Comparative rotatory power of bent and twisted polyynes

Abstract

AbstractLinear polyynes of the formula C18H2 (symmetry D∞h) were bent in silico by progressively introducing CCC angles less than 180°. The bent structures (symmetry C2v) were then twisted by introducing torsion angles across the CCCC segments by as much as 60°. The gyration tensors of these 19 structures (linear, bent, and twisted) were computed by linear response methods. Bending is massively generative of optical activity in oriented structures, even achiral structures, whereas twisting in conjunction with bending, serves to linearize the molecules and diminish maximally observable optical activity. This computational exercise is intended to unbind the infelicitous linkage of optical activity and chirality, which is only meaningful in isotropic media.

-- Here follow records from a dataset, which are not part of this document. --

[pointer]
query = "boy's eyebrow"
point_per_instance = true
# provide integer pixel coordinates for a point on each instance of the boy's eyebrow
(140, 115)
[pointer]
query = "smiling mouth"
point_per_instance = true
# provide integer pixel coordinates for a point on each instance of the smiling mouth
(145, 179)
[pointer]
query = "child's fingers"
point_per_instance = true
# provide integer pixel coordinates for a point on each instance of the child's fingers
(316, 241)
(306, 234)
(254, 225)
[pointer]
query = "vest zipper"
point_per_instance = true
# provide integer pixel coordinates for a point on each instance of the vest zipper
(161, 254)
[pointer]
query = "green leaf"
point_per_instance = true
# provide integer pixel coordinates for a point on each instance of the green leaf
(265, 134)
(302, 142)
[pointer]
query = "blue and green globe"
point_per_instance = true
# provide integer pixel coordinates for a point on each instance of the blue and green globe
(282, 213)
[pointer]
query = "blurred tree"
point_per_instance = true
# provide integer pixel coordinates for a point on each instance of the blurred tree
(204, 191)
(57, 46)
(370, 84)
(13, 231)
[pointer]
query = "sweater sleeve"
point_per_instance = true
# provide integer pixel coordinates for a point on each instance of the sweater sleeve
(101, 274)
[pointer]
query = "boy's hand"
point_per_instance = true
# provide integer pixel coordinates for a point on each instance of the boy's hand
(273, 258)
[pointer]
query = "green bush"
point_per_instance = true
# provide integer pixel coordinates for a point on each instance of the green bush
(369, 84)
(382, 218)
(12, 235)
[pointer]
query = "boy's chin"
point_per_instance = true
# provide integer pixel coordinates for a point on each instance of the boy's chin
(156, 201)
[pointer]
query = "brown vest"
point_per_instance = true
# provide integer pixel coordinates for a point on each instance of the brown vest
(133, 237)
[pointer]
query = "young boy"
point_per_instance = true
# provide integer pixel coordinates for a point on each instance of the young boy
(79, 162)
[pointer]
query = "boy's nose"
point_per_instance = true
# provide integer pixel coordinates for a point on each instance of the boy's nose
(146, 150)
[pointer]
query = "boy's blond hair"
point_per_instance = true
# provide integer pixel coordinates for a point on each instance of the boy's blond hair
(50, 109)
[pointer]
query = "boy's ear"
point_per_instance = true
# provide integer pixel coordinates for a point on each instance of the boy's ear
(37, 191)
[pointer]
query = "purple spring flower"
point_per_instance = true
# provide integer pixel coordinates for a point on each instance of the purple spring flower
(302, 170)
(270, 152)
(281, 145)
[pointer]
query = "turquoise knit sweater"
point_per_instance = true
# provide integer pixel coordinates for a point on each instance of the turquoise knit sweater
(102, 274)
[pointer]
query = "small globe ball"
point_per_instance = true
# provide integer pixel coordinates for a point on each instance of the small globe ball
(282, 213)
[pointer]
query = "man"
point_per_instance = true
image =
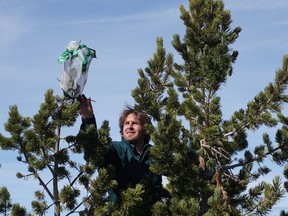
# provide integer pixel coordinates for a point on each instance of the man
(130, 156)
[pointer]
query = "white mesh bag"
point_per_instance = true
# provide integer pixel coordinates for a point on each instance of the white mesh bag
(77, 58)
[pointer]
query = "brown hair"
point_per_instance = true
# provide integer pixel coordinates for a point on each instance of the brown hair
(143, 118)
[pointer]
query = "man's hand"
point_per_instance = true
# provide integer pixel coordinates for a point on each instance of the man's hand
(86, 109)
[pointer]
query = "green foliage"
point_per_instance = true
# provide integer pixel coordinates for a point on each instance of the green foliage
(210, 164)
(204, 156)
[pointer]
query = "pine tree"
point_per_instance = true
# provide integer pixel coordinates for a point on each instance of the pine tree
(194, 147)
(41, 147)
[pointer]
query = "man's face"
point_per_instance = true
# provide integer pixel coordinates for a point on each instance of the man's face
(133, 130)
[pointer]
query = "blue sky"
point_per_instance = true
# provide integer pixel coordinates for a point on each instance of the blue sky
(34, 33)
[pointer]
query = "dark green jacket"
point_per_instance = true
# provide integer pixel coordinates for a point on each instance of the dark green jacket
(130, 168)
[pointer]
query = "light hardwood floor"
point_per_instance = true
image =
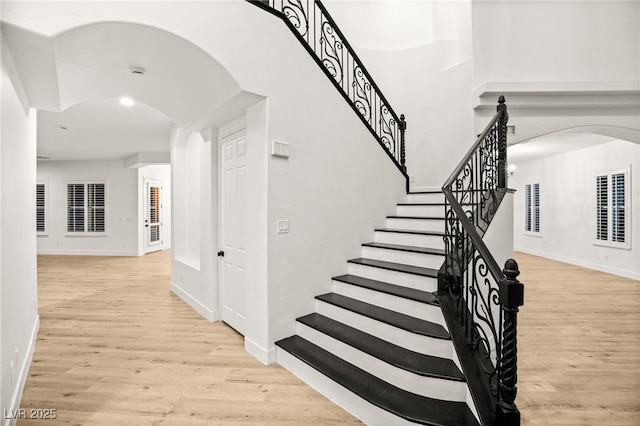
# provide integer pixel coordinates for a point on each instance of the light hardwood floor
(116, 347)
(578, 346)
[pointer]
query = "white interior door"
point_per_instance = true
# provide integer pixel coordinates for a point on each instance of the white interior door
(233, 232)
(153, 216)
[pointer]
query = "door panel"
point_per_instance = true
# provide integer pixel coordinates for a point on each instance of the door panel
(233, 234)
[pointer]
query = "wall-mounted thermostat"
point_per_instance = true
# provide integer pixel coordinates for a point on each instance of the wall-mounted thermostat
(280, 149)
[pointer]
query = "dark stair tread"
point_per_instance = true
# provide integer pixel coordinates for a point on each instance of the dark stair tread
(431, 191)
(411, 231)
(412, 407)
(420, 364)
(398, 267)
(387, 316)
(421, 204)
(416, 217)
(392, 289)
(412, 249)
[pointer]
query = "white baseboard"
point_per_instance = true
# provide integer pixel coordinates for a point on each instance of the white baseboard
(583, 263)
(209, 314)
(265, 356)
(88, 253)
(16, 397)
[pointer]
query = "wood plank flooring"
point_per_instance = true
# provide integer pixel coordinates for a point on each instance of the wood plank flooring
(578, 346)
(116, 347)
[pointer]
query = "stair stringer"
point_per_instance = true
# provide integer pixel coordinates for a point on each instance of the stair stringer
(400, 287)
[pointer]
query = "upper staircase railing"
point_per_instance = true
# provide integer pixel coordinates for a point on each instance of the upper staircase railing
(319, 34)
(479, 299)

Although bent structures are not optically active in solution—the spatial average of the optical activity is necessarily zero—solution measurements that deliver the spatial averages are a special class of measurements, albeit the overwhelmingly most common chiroptical measurements, that prejudice our common understanding of how π‐conjugated structures generate gyration. Bending is far more effective than twisting at generating optical activity along some directions for oriented structures. The respective contributions from the transition electric dipole–magnetic dipole polarizability and the transition electric dipole–electric quadrupole polarizability are compared.